Onderstaande diagrammen tonen de veranderingen van de talrijkheid in de loop van de tijd. De gegevens zijn afkomstig uit het Landelijk Meetnet Vlinders (CBS / De Vlinderstichting) en de Nationale Databank Flora en Fauna.
De resultaten uit het Landelijk Meetnet Vlinders voor het bruin dikkopje zijn te onzeker om daaruit conclusies te trekken.
Onderstaande kaartjes tonen de verspreiding binnen Nederland in vier perioden. Hoe groter en donkerder een stip, des te groter was de presentie van een soort in het desbetreffende uurhok (5x5 kilometerhok). Presentie geeft aan in welke mate een soort is over- of ondervertegenwoordigd ten opzichte van de (macronachtvlinder-)fauna als geheel. De berekeningen zijn gebaseerd op gegevens in de Nationale Databank Flora en Fauna.

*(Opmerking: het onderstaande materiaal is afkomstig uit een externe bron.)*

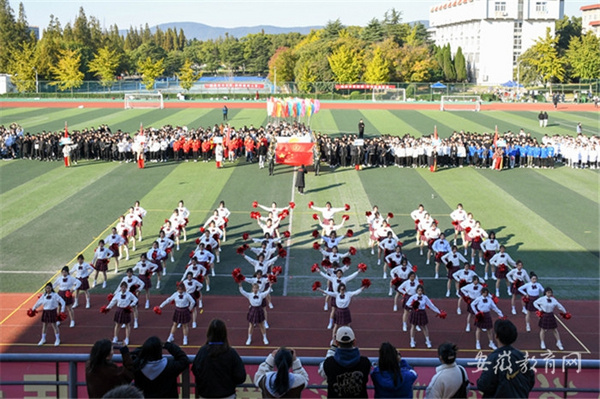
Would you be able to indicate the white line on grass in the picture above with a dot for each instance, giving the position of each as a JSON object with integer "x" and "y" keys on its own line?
{"x": 288, "y": 242}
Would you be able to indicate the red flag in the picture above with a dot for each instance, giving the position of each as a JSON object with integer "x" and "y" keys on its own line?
{"x": 294, "y": 154}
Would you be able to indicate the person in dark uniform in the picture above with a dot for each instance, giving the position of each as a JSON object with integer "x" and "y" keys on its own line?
{"x": 300, "y": 179}
{"x": 361, "y": 129}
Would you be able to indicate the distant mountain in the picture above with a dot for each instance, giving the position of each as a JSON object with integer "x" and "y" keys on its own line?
{"x": 205, "y": 32}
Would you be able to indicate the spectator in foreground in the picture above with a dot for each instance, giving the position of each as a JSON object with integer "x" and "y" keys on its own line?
{"x": 101, "y": 374}
{"x": 281, "y": 383}
{"x": 449, "y": 377}
{"x": 217, "y": 367}
{"x": 344, "y": 363}
{"x": 393, "y": 377}
{"x": 510, "y": 381}
{"x": 156, "y": 375}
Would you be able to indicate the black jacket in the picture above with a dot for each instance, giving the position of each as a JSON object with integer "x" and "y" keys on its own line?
{"x": 217, "y": 376}
{"x": 509, "y": 381}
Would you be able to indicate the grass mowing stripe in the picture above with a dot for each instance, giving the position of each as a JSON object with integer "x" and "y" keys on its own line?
{"x": 582, "y": 182}
{"x": 27, "y": 202}
{"x": 565, "y": 215}
{"x": 18, "y": 172}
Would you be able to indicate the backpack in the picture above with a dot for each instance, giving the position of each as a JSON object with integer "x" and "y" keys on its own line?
{"x": 462, "y": 391}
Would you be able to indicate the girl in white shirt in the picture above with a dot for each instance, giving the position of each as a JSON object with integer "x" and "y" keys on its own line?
{"x": 546, "y": 305}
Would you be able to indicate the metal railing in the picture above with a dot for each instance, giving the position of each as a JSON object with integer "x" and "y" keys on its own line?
{"x": 74, "y": 380}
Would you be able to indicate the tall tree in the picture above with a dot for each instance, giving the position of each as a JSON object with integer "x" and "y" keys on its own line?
{"x": 346, "y": 64}
{"x": 460, "y": 66}
{"x": 150, "y": 71}
{"x": 67, "y": 73}
{"x": 378, "y": 67}
{"x": 104, "y": 66}
{"x": 583, "y": 55}
{"x": 187, "y": 75}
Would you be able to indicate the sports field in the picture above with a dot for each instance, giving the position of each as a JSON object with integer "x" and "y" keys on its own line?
{"x": 49, "y": 214}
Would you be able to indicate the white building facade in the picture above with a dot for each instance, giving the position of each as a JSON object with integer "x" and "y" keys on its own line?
{"x": 492, "y": 33}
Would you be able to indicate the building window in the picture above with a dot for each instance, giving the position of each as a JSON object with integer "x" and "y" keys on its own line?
{"x": 541, "y": 7}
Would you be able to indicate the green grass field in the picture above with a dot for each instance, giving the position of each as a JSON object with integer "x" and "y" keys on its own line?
{"x": 49, "y": 214}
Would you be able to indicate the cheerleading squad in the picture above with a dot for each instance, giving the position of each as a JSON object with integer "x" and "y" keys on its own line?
{"x": 470, "y": 288}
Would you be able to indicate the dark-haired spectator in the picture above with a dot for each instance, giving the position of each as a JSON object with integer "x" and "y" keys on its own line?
{"x": 504, "y": 376}
{"x": 101, "y": 373}
{"x": 281, "y": 383}
{"x": 217, "y": 367}
{"x": 393, "y": 377}
{"x": 449, "y": 377}
{"x": 156, "y": 375}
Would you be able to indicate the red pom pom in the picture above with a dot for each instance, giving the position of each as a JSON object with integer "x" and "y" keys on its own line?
{"x": 566, "y": 316}
{"x": 539, "y": 313}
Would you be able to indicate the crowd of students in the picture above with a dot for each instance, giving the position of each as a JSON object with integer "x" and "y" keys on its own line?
{"x": 180, "y": 144}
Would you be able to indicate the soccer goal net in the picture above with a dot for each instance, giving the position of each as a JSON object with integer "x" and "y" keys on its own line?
{"x": 144, "y": 100}
{"x": 389, "y": 94}
{"x": 460, "y": 103}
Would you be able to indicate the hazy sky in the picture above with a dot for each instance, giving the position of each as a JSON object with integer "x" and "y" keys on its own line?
{"x": 233, "y": 13}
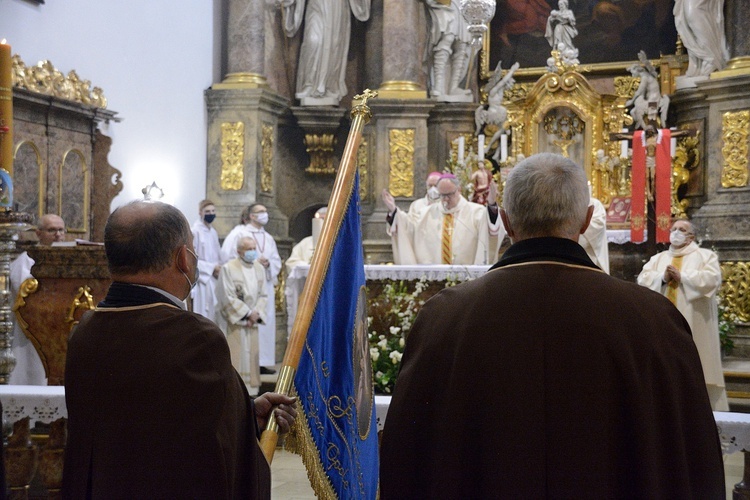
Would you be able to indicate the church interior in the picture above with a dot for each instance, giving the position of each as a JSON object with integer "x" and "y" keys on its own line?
{"x": 226, "y": 100}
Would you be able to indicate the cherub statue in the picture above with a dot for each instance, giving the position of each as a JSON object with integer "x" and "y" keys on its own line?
{"x": 495, "y": 114}
{"x": 647, "y": 93}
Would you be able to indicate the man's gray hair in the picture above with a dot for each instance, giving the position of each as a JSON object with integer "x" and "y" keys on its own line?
{"x": 546, "y": 195}
{"x": 143, "y": 236}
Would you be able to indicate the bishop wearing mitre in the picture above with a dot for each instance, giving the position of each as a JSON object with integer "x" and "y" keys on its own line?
{"x": 454, "y": 231}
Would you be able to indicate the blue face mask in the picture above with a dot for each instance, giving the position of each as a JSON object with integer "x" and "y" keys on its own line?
{"x": 249, "y": 256}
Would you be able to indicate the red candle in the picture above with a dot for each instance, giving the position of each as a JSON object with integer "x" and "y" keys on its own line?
{"x": 6, "y": 108}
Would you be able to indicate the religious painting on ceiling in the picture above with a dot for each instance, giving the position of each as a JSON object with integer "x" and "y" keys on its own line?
{"x": 609, "y": 31}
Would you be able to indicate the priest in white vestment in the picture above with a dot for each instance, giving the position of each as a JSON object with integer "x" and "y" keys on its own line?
{"x": 690, "y": 277}
{"x": 594, "y": 240}
{"x": 253, "y": 220}
{"x": 29, "y": 368}
{"x": 454, "y": 231}
{"x": 242, "y": 303}
{"x": 206, "y": 246}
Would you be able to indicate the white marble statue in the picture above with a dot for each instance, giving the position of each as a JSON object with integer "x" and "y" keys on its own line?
{"x": 647, "y": 97}
{"x": 449, "y": 48}
{"x": 495, "y": 114}
{"x": 700, "y": 24}
{"x": 561, "y": 26}
{"x": 325, "y": 46}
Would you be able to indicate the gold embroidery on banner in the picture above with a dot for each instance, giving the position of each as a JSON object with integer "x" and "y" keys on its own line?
{"x": 364, "y": 175}
{"x": 401, "y": 147}
{"x": 735, "y": 130}
{"x": 266, "y": 175}
{"x": 44, "y": 78}
{"x": 734, "y": 289}
{"x": 232, "y": 155}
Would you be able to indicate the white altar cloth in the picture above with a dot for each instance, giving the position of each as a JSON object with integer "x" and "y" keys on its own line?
{"x": 42, "y": 403}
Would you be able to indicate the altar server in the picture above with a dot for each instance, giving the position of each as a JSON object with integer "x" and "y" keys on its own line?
{"x": 547, "y": 378}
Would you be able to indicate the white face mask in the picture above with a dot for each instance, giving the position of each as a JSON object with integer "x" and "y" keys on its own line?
{"x": 262, "y": 218}
{"x": 677, "y": 238}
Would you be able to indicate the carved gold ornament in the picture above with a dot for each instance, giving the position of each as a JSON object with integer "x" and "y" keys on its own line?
{"x": 364, "y": 175}
{"x": 232, "y": 155}
{"x": 401, "y": 162}
{"x": 266, "y": 144}
{"x": 44, "y": 78}
{"x": 735, "y": 129}
{"x": 320, "y": 149}
{"x": 734, "y": 290}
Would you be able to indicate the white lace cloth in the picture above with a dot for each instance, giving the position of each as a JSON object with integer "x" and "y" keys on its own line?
{"x": 43, "y": 403}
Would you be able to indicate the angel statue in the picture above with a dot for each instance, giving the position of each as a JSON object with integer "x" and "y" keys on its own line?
{"x": 648, "y": 94}
{"x": 495, "y": 114}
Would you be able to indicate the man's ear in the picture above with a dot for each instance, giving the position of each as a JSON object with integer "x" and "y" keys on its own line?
{"x": 506, "y": 223}
{"x": 589, "y": 214}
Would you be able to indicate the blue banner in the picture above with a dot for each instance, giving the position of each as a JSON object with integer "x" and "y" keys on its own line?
{"x": 334, "y": 377}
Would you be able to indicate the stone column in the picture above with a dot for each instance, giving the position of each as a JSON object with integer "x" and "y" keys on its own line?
{"x": 398, "y": 129}
{"x": 245, "y": 45}
{"x": 736, "y": 14}
{"x": 402, "y": 59}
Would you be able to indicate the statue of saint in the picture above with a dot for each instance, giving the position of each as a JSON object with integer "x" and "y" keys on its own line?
{"x": 700, "y": 24}
{"x": 450, "y": 47}
{"x": 561, "y": 27}
{"x": 325, "y": 46}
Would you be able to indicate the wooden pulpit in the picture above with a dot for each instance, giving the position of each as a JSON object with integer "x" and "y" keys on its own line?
{"x": 67, "y": 281}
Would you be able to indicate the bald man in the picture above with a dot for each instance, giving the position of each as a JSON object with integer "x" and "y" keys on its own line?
{"x": 29, "y": 369}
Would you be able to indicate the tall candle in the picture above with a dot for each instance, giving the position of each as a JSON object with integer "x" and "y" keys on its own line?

Het bruin dikkopje kan zowel in droge als vochtige graslanden leven, als de vegetatie maar laag en open is. Voorbeelden zijn open schrale kruidenrijke graslanden in heiden of nabij bossen op zand- en kalkgrond. Tegenwoordig is de soort beperkt tot droog en schraal kalkgrasland op zuidhellingen, met een lage, kruidenrijke vegetatie en hier en daar met een kale bodem.
Waardplanten: gewone rolklaver; soms moerasrolklaver, bont kroonkruid of paardenhoefklaver.